Usually is based on a history of ingestion and the characteristic “mothball” smell around the mouth and in the vomitus. Differentiation between naphthalene and paradichlorobenzene by odor or color is difficult. In an in vitro x-ray study, paradichlorobenzene was radiopaque but naphthalene was not visible. In a saturated salt solution (about 1 tablespoon of salt in 4 oz of water), naphthalene will float and paradichlorobenzene will sink.

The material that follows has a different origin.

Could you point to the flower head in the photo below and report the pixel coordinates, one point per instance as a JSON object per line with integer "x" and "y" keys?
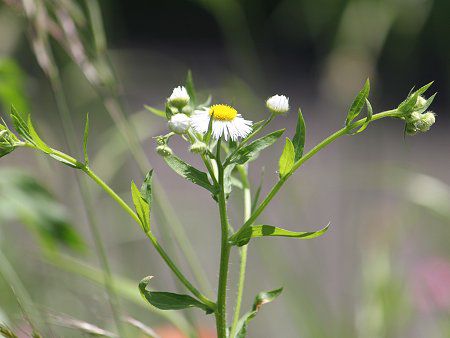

  1. Specific levels. Serum and urine testing is not widely available. Paradichlorobenzene breakdown products (2,5-dichlorophenol) can be found in the urine and blood. Similarly, naphthalene, 1-methylnaphthalene, 2-methylnaphthalene, or their breakdown products can be found in samples of urine, stool, blood, milk, or body fat. Elevated levels indicate that a patient was exposed but are not correlated with clinical outcome.
  2. Other useful laboratory studies include CBC, hepatic aminotransferases and, if hemolysis is suspected, haptoglobin, free hemoglobin, and urine dipstick for occult blood (positive with hemoglobinuria), creatine kinase, and G6PD testing.

Treatment

  1. Emergency and supportive measures
    1. Maintain an open airway and assist ventilation if necessary.
    2. Treat coma and seizures if they occur.
    3. Treat hemolysis and resulting hemoglobinuria, if they occur, by intravenous hydration and urinary alkalinization (see “Rhabdomyolysis,”).
  2. Specific drugs and antidotes. There is no specific antidote.
  3. Decontamination
    1. Naphthalene. Administer activated charcoal orally if conditions are appropriate (see Table I-37,). Gastric lavage is not necessary after small-to-moderate ingestions if activated charcoal can be given. Do not induce vomiting because of risk for lethargy and seizures. Do not administer milk, fats, or oil, which may enhance absorption.
    2. Paradichlorobenzene. Gut emptying and charcoal are not necessary unless a massive dose has been ingested. Do not administer milk, fats, or oils, which may enhance absorption.
    3. Inhalation. With either agent, remove the victim from exposure; fresh air is all that is required.
  4. Enhanced elimination. There is no role for these procedures.